Today I ran in to a little bit of a snag while working on a generic approach to data persistance. I wanted to have the ability to do the following:

this.Worlds = this.StorageSource.Load< IWorld>().ToList();

The result of the above call would go to the data source, find all of the objects that implement IWorld and restore them. The problem however is that there might be multiple implementations of IWorld. The engine ships with DefaultWorld and someone might come along and write a SullyWorld. Both of which can be used simultaneously in the game. With that however came issues with data persistance. How do you persist this to the data store and maintain data integrity? For instance, the StorageSource must identify how it can save an object to its data store and know what that object is during restore. This would be easy if the game was going to built by developers using the source. You would just manually specify

this.StorageSource.Save< DefaultWorld>(this.Worlds.First());

However the goal is to have the entire game created within a editor. On top of that, I want the ability to download custom IWorlds from other users and plug them straight in to the engine via the editor and have the persistance code continue to work. This puts a bit of a dampner on Generics because you can't do the following with Generics:

this.StorageSource.Save< typeof(this.Worlds.First())>(this.Worlds.First());

You must strongly type the generic parameter. This presents a couple of tricky issues. One, the persistant store knows ahead of time that the IWorld object it is saving is DefaultWorld that implements IWorld. However, once saved and I request that the IPersistanceStorage object re-fetch the IWorld objects from the data store, it doesn't know what objects belong to what Types. It only knows that they all are IWorld. How do we fix this? Once way to address that, is to store some meta-data that links everything together. I'm a bit apprehensive of that because it makes the persistance store to brittle in my opinion.

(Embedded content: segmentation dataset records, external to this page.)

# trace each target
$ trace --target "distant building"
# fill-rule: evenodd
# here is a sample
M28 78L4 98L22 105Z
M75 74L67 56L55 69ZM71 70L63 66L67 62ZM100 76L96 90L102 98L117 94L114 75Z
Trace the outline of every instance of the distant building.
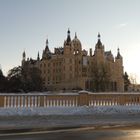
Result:
M76 34L71 40L70 30L68 30L63 47L54 48L54 53L50 51L47 39L41 59L39 53L36 60L26 59L26 54L23 52L22 60L25 71L29 67L38 67L41 70L44 87L48 90L94 90L96 69L101 69L102 65L106 67L108 74L105 91L124 91L123 58L119 49L115 58L111 51L105 51L100 34L98 34L94 53L90 49L89 55L82 49Z

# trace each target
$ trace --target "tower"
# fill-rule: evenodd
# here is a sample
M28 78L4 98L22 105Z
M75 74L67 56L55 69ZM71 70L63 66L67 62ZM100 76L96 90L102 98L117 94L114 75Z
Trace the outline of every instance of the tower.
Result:
M25 51L24 51L24 52L22 53L22 66L24 65L25 61L26 61L26 53L25 53Z

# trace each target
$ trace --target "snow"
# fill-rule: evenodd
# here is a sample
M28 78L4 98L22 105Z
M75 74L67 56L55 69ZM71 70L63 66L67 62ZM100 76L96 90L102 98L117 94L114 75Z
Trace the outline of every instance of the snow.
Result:
M0 116L139 114L140 106L0 108Z

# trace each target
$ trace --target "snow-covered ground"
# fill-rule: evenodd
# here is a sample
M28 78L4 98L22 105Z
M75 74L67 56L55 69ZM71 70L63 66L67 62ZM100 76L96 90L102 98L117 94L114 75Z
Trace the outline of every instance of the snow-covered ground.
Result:
M0 108L0 116L140 114L140 106Z

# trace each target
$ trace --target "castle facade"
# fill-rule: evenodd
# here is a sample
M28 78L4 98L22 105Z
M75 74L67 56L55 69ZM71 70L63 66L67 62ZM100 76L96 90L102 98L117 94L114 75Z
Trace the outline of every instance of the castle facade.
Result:
M100 34L94 52L82 49L77 35L71 40L70 30L63 47L49 49L48 40L42 58L26 59L23 52L22 68L37 67L47 90L84 89L92 91L124 91L123 58L118 49L114 58L111 51L105 51Z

Since any one can create a IPersistedStorage based object, it really becomes even more difficult to track by the engine. So I think the best choice is to have each individual implementation track this by themselves. Forcing all IPersistedStorage implementations to handle type inferrence itself won't break the fact that you can hot-swap data stores at runtime. As long as the data is loaded in memory (which it will be), you can re-persist to any storage provider you want.

By default, I want to ship with both XML Serialization support and SQLite support. I can solve this problem for XML serialization because I can load the XML before deserializing, determine the Type specified in it, instance that Type and then perform the deserialization. For the database, I will store all of the Types in a table that matches their interface implementation. Each table will have to have a column that specifies what the original Type actually was, so that I can re-instance that. The downside is I will not be able to use any existing ORMs and will have to create my own wrapper to read in the data and instance objects based off of the column data. Not optimal, so I will continue to explore it.